Do They Give Olympic Gold Medals for Ending Poverty?

Jefferson Award for Public Service 

I posted an article with this headline in 2007.  Since the 2018 Winter Olympics have just started, it's time for an update.

When I wrote my 2007 article Chicago had just won the right to compete with other cities around the world to host the 2016 Olympics (later they lost the bid).

I asked, "What do these cities have in common with Chicago?" They all have neighborhoods with high concentrations of poverty and disenfranchised youth. They are all seeking ways to prepare their youth for 21st century jobs and careers.

So I proposed that a Gold Medal competition be established to see which city can do the most each year from 2007 until 2016 to build comprehensive, volunteer-based tutor/mentor programs in all of their high poverty neighborhoods, which are funded by the businesses who will get rich off of the Olympics, and who also are pointing fingers at public education because it's not doing enough to prepare low income youth for 21st century jobs and careers.

Read "Planning Steps-War on Poverty"


I suggested that there could be one winner each year from 2007 till 2016 and a grand prize winner at the 2016 Olympics.

I also suggested, "Maybe this will become a tradition and will continue until the 2116 Olympics. What would the world look like then as a result of such a focused effort in cities all over the world?"

Finally, I wrote "I just wish as many smart and powerful people in Chicago were focusing on the goals of the Tutor/Mentor Connection, as are focusing on getting the Olympic bid."

Where do you start learning about ways to compete for this award? Visit the Tutor/Mentor Institute, LLC web site and begin to use the links and forums for your own learning and collaboration. You can even take a leadership role now, by using your blogs and your own media and web sites, to point your customers to meeting places where these ideas are being discussed, on-line and face-2-face. 

I concluded: "So far there is no Olympic Medal for Best City in ending Poverty."  That is still true in 2018. 

 If you'd like to become a sponsor and partner to create such an award, email tutormentor2@earthlink.net, or connect with me on one of these social media sites.

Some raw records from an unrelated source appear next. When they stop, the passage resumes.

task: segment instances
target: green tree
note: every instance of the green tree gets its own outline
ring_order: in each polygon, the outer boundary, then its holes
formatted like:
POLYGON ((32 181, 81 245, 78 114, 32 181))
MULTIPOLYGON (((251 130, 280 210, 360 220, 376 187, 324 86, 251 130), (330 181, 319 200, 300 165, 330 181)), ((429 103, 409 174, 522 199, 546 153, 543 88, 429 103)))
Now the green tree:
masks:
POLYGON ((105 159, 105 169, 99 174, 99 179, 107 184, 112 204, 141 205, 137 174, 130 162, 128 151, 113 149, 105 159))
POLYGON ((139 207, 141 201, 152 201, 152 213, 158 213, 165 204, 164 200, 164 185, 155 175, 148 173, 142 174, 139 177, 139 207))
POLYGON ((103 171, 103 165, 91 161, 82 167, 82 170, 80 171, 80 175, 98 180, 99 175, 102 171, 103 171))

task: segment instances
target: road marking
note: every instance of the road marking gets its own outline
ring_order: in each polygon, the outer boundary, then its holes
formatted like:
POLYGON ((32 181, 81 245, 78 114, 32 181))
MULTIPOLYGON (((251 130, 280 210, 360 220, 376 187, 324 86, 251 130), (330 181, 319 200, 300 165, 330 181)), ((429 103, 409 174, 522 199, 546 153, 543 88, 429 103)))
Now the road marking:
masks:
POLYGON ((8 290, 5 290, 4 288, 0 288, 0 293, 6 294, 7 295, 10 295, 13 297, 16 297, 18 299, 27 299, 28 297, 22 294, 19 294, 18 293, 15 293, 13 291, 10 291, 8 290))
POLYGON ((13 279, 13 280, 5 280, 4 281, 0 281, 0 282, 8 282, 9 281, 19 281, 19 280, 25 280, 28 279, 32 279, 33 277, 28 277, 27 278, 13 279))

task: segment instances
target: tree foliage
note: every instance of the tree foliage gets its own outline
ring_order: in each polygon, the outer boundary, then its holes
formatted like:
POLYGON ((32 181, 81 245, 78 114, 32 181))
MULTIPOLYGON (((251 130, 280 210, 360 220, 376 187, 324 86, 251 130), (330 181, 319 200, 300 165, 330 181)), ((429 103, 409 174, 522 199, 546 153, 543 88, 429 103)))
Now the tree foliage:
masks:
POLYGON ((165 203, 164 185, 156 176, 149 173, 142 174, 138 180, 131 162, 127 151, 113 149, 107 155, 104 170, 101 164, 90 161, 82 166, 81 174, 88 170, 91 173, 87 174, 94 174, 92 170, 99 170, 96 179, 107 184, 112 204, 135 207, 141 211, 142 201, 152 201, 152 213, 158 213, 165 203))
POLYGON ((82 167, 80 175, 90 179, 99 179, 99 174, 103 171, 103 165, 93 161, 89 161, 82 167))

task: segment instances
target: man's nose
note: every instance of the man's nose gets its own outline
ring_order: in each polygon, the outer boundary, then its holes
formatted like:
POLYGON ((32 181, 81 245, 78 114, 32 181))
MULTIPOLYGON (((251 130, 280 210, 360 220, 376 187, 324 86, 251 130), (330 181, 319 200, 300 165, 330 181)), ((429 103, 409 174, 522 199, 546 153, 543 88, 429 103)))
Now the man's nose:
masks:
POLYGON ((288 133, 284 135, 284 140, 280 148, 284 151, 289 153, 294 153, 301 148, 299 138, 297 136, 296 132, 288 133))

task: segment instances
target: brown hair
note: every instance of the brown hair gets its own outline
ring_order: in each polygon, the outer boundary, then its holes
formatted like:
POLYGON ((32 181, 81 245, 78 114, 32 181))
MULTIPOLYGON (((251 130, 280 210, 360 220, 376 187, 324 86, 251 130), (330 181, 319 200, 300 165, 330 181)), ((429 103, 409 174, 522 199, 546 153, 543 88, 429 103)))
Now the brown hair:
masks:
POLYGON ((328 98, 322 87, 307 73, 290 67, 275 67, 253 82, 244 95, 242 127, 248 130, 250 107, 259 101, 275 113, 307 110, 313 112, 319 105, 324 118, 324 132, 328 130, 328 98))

Note: one outcome of lack of support for this strategy, and the recession that started in 2007-8 was that the Tutor/Mentor Connection (T/MC) strategy was discontinued in the non-profit where it originated in 1993. I created the Tutor/Mentor Institue, LLC in 2011 to try to find new sources of revenue to keep the T/MC alive in Chicago and to help similar intermediary organizations grow in other cities.